O conhecimento fragmentado que João tem do atual estágio da família lhe dá a certeza de que não existe a possibilidade de voltar ao convívio dos filhos. O abismo criado por anos de mágoa e separação dificilmente será transposto apenas com boa vontade. João Maciel acredita que tenha sido pai exemplar durante o período em que não esteve dominado pela bebida. Mas evita julgar mulher e filhos por terem-no abandonado no período mais complicado da vida. "Não tinha problemas de relacionamento familiar e que entrei na bebida porque gostei" -- diz. Por isso, limita-se a agarrar com afinco os poucos momentos de convívio íntimo que lhe são permitidos. 

No último Dias dos Pais foi convidado para o tradicional almoço com os filhos, 11 netos e uma bisneta. "Já nem me lembrava mais de como é gratificante ter todos em volta da mesa" -- fala sem esconder as lágrimas. João Maciel revela que não há momento pior para quem vive na rua do que enfrentar a solidão das datas comemorativas. Natal e Ano Novo são os piores dias para se passar ao relento, na opinião do ex-ferroviário.  

O drama pessoal de João Maciel repete-se à exaustão nos lares brasileiros. Levantamento do Cebrid (Centro Brasileiro de Informações Sobre Drogas Psicotrópicas) mostra que 84,4% dos casos de internações psiquiátricas no Brasil nos últimos dois anos tiveram como causa o álcool. Somente nas 24 cidades paulistas com mais de 200 mil habitantes, entre as quais Santo André, São Bernardo, Diadema e Mauá, existem cerca de um milhão de dependentes de álcool. João Maciel está excluído das estatísticas oficiais porque nunca frequentou clínicas de reabilitação que fornecem insumos para as pesquisas.  Mas a vida entre indigentes lhe permitiu formular sondagem empírica para afirmar categoricamente que 90% dos moradores de rua são alcoólatras. 

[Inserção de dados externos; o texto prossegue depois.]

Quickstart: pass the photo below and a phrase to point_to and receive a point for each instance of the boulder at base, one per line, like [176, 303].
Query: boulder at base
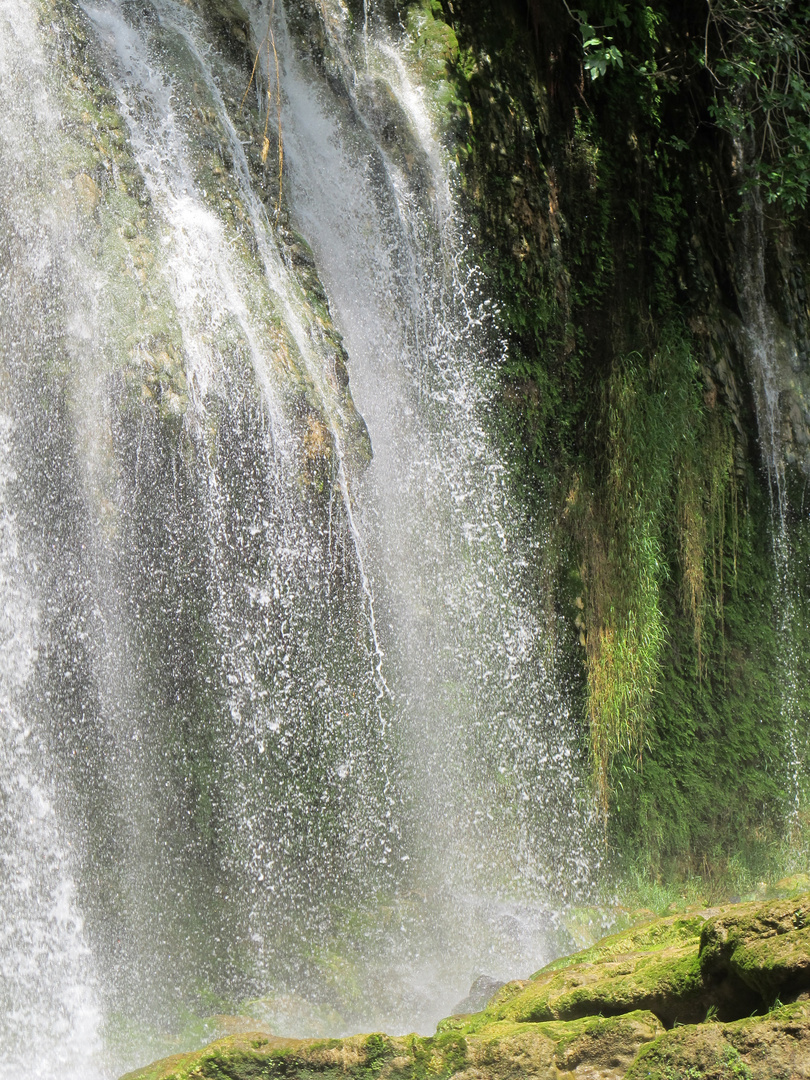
[671, 998]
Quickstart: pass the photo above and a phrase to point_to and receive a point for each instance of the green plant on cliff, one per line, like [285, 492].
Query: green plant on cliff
[757, 54]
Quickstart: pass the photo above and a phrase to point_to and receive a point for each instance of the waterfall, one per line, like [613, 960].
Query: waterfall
[283, 725]
[771, 358]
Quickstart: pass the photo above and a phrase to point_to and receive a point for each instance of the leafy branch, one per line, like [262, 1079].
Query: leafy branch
[761, 72]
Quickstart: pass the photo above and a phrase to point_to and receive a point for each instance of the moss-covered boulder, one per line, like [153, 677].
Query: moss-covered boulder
[598, 1048]
[775, 1047]
[601, 1014]
[655, 968]
[764, 946]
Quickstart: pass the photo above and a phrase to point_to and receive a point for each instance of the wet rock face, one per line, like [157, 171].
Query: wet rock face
[759, 1048]
[763, 947]
[601, 1014]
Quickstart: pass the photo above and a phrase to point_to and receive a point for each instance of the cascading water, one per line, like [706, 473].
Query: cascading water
[771, 359]
[278, 724]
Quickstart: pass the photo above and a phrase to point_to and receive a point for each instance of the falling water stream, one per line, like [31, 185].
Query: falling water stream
[771, 355]
[283, 731]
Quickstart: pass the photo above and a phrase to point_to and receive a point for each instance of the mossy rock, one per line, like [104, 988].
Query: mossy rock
[655, 967]
[775, 1047]
[589, 1015]
[765, 946]
[597, 1048]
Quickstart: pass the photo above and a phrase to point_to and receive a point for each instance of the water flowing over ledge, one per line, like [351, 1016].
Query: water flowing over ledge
[283, 719]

Apesar do alcoolismo ser considerado problema de saúde pública por grande parte de especialistas da área médica, o Brasil ainda não foi capaz de formular política efetiva de prevenção à doença. Um dos principais problemas apontados pelos especialistas é o não cumprimento da lei que proíbe a venda de bebida alcoólica para menores de 18 anos. "Eu gostaria de aconselhar esses jovens. Minha história bem que poderia servir de exemplo para eles" -- deseja João Maciel. 

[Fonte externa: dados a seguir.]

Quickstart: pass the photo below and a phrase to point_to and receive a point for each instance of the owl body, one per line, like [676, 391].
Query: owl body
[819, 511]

Ao revelar a esperança de que sua trajetória possa transformar-se em referência para outros que vivem na corda bamba do vício, João procura encontrar algo além de tragédia e miséria na derrocada pessoal. A vida nas ruas não tem atrativos e a bebida serve para esquecer tudo, até mesmo que se é gente. A indigência extirpa a auto-estima e atos cotidianos como comer, tomar banho, escovar os dentes ou mesmo assistir a novela das oito tornam-se atitudes de um mundo distante. A indigência é também a vizinha mais próxima da marginalidade e quem consegue viver nas ruas e resistir ao apelo da vida fora da lei, como João, pode considerar-se um sobrevivente de si mesmo.  

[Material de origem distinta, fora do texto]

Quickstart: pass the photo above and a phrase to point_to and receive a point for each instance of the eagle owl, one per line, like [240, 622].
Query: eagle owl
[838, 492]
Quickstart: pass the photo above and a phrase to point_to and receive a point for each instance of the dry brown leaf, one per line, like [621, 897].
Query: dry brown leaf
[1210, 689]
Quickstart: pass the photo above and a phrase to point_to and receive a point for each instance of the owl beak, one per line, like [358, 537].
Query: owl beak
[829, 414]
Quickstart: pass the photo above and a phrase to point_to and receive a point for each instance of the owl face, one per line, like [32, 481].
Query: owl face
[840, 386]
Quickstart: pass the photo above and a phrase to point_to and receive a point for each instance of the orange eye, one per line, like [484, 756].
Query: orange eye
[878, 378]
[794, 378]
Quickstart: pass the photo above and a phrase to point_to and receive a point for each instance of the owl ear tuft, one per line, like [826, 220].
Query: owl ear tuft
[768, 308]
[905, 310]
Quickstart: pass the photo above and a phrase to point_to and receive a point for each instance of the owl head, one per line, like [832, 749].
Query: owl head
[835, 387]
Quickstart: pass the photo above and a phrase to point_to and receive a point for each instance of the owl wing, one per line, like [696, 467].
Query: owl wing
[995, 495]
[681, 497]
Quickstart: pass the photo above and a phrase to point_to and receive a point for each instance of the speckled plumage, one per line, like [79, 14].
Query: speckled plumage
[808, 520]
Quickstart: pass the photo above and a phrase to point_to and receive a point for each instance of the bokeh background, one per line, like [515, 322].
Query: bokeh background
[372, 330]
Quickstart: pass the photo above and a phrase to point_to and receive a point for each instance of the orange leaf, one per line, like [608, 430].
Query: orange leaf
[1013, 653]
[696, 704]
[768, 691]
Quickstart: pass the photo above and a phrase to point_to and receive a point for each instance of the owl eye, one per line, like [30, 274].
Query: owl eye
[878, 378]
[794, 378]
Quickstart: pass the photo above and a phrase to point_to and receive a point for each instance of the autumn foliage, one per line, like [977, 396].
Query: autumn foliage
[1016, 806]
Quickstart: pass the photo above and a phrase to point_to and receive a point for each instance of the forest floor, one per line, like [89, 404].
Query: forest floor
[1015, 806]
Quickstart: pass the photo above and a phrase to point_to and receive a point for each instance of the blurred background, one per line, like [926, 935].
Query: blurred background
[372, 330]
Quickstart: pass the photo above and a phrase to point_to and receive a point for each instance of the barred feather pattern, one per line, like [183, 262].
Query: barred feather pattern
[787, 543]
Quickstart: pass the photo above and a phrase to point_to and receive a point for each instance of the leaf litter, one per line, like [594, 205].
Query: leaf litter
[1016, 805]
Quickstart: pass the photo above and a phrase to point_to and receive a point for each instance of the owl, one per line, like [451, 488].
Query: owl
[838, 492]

A miséria cotidiana, no entanto, não apagou em João Maciel a chama de cidadania cultivada desde a juventude. Ex-delegado do Sindicato dos Ferroviários, foi parar no Dops acusado de subversão no período negro da ditadura militar. Tudo não passou de engano, segundo o ex-ferroviário, que recentemente representou Santo André na Marcha dos Moradores de Rua até Brasília. O movimento reuniu catadores de papel de todo o País que foram à Capital federal reivindicar a regulamentação da profissão e João esteve presente em solidariedade aos companheiros.

Solidariedade é palavra que mais ecoa no vocabulário atual de João Maciel. Por mais paradoxal que possa parecer, ele aprendeu nas ruas que principalmente em situações extremas não é possível viver sem compartilhar. Mesmo que seja para dividir o quase que garante a sobrevivência. João Maciel está convicto de que encerrou a fase mais cinzenta da vida e se diz aberto a doar o que ainda lhe resta de bom em benefício do próximo. Mesmo assim, não deixa de sonhar com coisas materiais como a maioria dos mortais ou de sentir orgulho por ter ocupado lugar de honra na mesa da Câmara Municipal de Santo André no mês passado, quando o ex-arcebispo de São Paulo Dom Paulo Evaristo Arns recebeu o título de cidadão andreense. "Agora que tenho emprego e um abrigo já posso sonhar de novo. Ainda não tenho o suficiente para me manter sozinho, mas acho que já dá para fazer crediário em alguma loja popular" -- brinca em uma das poucas vezes durante a entrevista que se permitiu um sorriso.